Казачонок останавливается.
— Да это не казаки, это я Мишанька.
Старики всплескивают руками.
— А мы тебя и не признали, Михайла Григорич! Ты в штанах с лампасами, ну прямо взаправдашний казак!
— Как взлослый? — спрашивает Михайла Григорич.
— Как взрослый, - подтверждают старики. -Ты отцу передай пусть, тебе коня готовит. Пора на цареву службу собираться.
Вот потому то большевики и бесились, когда на казаках лампасы видели. Знали, что воин перед ними. Потому за ношение лампасов, также как и за ношение погон, фуражек и за слово казак —стреляли на месте.
А чтобы, страху нагнать, лампасы и погоны казакам вырезали прямо на теле. Вот ей Богу не вру. — И Дед размашисто крестился во всю грудь.

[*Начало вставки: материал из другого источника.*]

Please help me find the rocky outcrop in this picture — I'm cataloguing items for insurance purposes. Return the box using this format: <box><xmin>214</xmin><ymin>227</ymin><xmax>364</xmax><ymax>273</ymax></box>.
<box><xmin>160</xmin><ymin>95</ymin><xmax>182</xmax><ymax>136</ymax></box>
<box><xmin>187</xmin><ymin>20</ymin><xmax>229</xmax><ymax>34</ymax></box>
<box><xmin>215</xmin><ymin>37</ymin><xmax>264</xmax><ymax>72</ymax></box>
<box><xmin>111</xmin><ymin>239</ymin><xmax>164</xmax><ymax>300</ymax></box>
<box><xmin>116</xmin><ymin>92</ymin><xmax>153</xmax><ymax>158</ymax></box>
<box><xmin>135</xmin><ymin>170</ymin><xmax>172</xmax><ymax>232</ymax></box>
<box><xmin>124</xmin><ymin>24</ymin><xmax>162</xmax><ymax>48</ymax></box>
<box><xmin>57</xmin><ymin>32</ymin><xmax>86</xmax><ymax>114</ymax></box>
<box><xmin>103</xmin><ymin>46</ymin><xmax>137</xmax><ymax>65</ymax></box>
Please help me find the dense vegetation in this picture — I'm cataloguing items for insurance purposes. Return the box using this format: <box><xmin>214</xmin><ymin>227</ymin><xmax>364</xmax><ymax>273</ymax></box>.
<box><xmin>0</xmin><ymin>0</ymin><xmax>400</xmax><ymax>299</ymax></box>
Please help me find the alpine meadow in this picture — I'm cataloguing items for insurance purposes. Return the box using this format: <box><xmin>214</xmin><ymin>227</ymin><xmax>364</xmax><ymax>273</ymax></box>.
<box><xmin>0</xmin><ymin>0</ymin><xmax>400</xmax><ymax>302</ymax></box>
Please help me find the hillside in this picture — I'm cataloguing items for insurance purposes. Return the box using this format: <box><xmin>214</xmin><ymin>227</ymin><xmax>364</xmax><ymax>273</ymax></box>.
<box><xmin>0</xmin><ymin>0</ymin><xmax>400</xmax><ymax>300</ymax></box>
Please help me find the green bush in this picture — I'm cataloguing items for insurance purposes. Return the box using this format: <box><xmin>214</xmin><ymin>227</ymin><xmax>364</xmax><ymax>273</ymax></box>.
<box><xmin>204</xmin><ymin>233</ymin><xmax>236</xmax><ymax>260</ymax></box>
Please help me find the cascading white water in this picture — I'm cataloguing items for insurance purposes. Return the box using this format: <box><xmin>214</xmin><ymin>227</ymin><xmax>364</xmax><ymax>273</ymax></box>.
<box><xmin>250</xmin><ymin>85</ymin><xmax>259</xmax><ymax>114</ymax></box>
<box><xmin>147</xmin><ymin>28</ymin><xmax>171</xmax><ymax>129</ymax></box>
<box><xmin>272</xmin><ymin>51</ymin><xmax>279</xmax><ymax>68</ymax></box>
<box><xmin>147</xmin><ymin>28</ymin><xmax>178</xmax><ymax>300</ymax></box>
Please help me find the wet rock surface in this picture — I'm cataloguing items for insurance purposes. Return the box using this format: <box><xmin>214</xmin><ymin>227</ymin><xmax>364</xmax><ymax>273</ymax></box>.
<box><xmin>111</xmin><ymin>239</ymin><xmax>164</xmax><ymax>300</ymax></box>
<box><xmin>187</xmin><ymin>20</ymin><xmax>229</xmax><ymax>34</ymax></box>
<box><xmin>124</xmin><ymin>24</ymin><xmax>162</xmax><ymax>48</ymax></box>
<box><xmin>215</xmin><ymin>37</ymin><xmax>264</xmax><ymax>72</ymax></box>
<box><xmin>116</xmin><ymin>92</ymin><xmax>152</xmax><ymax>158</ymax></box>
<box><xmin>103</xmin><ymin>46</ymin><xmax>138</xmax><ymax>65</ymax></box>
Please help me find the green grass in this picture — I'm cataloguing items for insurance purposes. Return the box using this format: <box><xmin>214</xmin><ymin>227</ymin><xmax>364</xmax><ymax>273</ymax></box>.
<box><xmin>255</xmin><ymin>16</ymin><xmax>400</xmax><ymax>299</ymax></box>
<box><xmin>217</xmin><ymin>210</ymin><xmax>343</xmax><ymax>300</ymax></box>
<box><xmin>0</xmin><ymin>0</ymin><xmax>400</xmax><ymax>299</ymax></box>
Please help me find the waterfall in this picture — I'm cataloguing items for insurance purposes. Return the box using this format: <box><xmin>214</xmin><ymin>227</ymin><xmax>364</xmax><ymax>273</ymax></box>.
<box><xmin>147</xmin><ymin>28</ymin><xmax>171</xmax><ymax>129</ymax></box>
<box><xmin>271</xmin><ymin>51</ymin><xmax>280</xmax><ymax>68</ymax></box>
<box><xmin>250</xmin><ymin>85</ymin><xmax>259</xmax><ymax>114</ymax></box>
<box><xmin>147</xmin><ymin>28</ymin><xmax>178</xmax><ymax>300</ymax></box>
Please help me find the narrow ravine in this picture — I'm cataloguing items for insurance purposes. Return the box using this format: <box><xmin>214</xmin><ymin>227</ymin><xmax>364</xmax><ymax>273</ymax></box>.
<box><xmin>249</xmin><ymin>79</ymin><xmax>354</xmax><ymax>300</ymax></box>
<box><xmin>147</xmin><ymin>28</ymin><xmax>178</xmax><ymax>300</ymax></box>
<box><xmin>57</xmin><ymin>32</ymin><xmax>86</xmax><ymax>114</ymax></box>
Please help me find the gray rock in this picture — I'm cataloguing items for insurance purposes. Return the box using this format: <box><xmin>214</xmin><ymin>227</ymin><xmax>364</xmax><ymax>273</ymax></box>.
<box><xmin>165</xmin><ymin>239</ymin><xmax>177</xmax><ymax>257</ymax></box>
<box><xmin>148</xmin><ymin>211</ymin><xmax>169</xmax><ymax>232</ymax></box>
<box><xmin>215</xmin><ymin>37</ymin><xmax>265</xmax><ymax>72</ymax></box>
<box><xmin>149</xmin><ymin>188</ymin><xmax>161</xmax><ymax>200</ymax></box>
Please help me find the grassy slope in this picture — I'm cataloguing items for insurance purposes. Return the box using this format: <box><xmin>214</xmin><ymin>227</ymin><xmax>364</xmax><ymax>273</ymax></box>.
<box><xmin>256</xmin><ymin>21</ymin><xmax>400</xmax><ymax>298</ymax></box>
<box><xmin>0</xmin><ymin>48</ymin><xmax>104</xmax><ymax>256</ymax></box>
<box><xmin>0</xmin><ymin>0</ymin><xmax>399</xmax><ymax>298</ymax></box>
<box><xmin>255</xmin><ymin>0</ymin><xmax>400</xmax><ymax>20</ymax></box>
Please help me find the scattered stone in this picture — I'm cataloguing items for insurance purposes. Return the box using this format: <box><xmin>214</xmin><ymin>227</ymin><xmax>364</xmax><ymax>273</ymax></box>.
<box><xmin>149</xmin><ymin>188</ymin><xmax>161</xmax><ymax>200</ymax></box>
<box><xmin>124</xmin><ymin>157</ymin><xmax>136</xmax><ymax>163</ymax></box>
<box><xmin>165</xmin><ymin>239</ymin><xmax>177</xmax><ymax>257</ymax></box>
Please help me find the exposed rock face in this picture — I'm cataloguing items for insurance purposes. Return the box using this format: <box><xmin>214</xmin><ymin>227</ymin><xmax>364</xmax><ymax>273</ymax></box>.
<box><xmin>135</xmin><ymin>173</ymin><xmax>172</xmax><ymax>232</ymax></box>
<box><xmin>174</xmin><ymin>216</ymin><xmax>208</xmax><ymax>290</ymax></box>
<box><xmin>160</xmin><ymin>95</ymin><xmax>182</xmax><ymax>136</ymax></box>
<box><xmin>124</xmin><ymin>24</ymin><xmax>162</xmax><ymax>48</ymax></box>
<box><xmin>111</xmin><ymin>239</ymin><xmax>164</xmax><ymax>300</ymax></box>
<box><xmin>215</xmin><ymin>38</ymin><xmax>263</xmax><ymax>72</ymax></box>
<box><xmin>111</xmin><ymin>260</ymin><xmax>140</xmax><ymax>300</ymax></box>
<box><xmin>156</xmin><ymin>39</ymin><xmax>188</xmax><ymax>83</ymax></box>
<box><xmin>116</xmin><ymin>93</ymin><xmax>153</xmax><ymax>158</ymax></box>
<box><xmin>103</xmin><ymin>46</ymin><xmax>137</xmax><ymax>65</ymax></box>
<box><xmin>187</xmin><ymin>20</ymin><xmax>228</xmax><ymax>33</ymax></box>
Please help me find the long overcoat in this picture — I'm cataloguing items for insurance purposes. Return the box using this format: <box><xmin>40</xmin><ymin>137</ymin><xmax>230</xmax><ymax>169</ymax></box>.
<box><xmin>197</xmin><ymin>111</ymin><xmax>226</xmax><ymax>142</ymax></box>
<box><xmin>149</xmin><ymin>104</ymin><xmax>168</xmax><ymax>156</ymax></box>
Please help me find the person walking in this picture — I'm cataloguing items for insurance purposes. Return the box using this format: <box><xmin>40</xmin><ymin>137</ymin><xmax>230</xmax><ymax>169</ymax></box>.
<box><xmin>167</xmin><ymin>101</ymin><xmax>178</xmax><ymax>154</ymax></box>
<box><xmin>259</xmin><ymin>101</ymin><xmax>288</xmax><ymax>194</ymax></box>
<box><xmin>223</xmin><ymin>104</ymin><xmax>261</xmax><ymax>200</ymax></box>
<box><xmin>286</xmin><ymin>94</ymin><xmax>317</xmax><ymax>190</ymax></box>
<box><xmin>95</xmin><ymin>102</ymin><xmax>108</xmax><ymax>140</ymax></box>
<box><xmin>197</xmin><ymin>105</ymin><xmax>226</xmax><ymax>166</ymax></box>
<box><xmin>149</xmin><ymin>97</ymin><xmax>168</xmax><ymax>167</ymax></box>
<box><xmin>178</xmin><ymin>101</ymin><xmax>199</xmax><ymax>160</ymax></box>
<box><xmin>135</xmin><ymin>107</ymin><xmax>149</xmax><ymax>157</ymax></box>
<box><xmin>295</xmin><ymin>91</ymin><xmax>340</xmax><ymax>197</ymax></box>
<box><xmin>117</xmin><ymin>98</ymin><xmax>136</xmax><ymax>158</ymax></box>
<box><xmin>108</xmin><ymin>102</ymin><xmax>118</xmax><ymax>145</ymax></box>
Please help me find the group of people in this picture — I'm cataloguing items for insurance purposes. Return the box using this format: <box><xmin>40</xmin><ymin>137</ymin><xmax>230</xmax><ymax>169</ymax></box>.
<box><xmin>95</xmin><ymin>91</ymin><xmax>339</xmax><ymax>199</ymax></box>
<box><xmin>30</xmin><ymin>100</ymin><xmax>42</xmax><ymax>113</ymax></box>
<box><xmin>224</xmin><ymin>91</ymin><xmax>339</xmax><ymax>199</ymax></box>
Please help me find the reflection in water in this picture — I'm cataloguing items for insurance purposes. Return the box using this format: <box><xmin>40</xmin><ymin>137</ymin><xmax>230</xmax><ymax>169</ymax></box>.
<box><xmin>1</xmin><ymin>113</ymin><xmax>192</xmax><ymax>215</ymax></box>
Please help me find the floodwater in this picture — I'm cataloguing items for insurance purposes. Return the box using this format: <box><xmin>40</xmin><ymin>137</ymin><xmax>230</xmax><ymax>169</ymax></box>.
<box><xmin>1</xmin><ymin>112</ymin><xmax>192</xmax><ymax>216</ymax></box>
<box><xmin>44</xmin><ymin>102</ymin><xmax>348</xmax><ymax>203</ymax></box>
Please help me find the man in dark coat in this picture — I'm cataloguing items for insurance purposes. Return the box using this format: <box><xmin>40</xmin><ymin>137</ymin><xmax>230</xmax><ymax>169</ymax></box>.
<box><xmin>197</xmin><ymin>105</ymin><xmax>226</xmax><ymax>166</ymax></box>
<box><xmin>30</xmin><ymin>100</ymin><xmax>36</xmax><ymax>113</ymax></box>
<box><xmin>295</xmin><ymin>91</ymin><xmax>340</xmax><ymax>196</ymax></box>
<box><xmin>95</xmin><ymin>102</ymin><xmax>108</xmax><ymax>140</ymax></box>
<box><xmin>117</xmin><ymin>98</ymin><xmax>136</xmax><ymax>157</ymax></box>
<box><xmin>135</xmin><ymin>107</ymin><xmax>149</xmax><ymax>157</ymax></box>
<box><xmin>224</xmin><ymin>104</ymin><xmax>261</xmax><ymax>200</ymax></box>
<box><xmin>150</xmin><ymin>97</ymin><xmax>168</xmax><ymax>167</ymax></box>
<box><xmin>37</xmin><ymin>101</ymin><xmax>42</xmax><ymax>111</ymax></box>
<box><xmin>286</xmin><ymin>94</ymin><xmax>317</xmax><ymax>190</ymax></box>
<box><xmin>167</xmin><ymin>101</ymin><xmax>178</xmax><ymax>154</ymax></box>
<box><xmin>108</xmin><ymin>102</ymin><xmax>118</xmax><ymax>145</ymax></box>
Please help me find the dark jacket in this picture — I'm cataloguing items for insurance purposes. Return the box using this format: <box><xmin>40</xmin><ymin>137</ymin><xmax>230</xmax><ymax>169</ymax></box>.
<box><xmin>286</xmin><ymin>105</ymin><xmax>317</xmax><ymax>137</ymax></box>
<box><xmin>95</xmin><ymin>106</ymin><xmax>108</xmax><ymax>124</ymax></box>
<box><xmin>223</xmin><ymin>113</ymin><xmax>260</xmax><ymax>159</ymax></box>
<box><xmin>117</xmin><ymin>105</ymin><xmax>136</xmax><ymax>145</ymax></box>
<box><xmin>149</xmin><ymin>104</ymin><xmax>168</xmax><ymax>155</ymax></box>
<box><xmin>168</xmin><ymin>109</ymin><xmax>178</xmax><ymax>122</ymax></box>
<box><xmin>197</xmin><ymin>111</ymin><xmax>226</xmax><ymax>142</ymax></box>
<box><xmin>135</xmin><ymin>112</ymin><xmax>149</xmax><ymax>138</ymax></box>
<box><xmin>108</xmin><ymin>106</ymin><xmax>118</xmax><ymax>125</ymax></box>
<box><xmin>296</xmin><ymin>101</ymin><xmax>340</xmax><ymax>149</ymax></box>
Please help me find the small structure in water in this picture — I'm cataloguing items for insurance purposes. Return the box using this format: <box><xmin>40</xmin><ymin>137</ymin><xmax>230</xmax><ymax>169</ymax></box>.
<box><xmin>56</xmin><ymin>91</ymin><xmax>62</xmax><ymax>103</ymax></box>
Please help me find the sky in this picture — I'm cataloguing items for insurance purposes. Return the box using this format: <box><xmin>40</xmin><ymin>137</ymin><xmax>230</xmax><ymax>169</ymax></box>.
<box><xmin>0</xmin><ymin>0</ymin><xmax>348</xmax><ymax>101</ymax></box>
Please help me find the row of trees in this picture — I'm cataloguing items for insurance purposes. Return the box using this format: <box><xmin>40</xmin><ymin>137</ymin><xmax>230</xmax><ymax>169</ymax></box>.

В первом полку есть казак по фамилии Гусельников. Поглядите на него в бане. На одной ноге лампас ему все таки вырезали, пока его не отбили.
Покуривая толстенную самокрутку Елифирий излагал складно. Молодые казаки слушали его раскрыв рты. А Елифирий перекуривал и начинал новую байку.
* * *
Кровати Муренцова и Елифирия стояли рядом. По вечерам Толстухин любил рассказывать Муренцову о своей жизни.
— Казачья жизнь, что на Дону, что на Яике, что на Кубани ничем не отличается.- Неторопливо излагал Толстухин.- Был мальцом помогал отцу по хозяйству, в ночном коней пас. Хозяйство то у нас большое было.
Мурецов слушая незатейливые рассказы и сам вспоминал отцовское имение, сенокос, выгулку лошадей. Картины прошлого приятно кружили голову. Они были сладостны, как первые и чистые впечатления детства.
Елифирий продолжал:
— У нас в Сибири строгое воспитание было. Бывало, в прощеное воскресенье, перед Великим постом подойдешь к родителям и в ноги: «Тятяня, маманя, простите меня Христа ради...».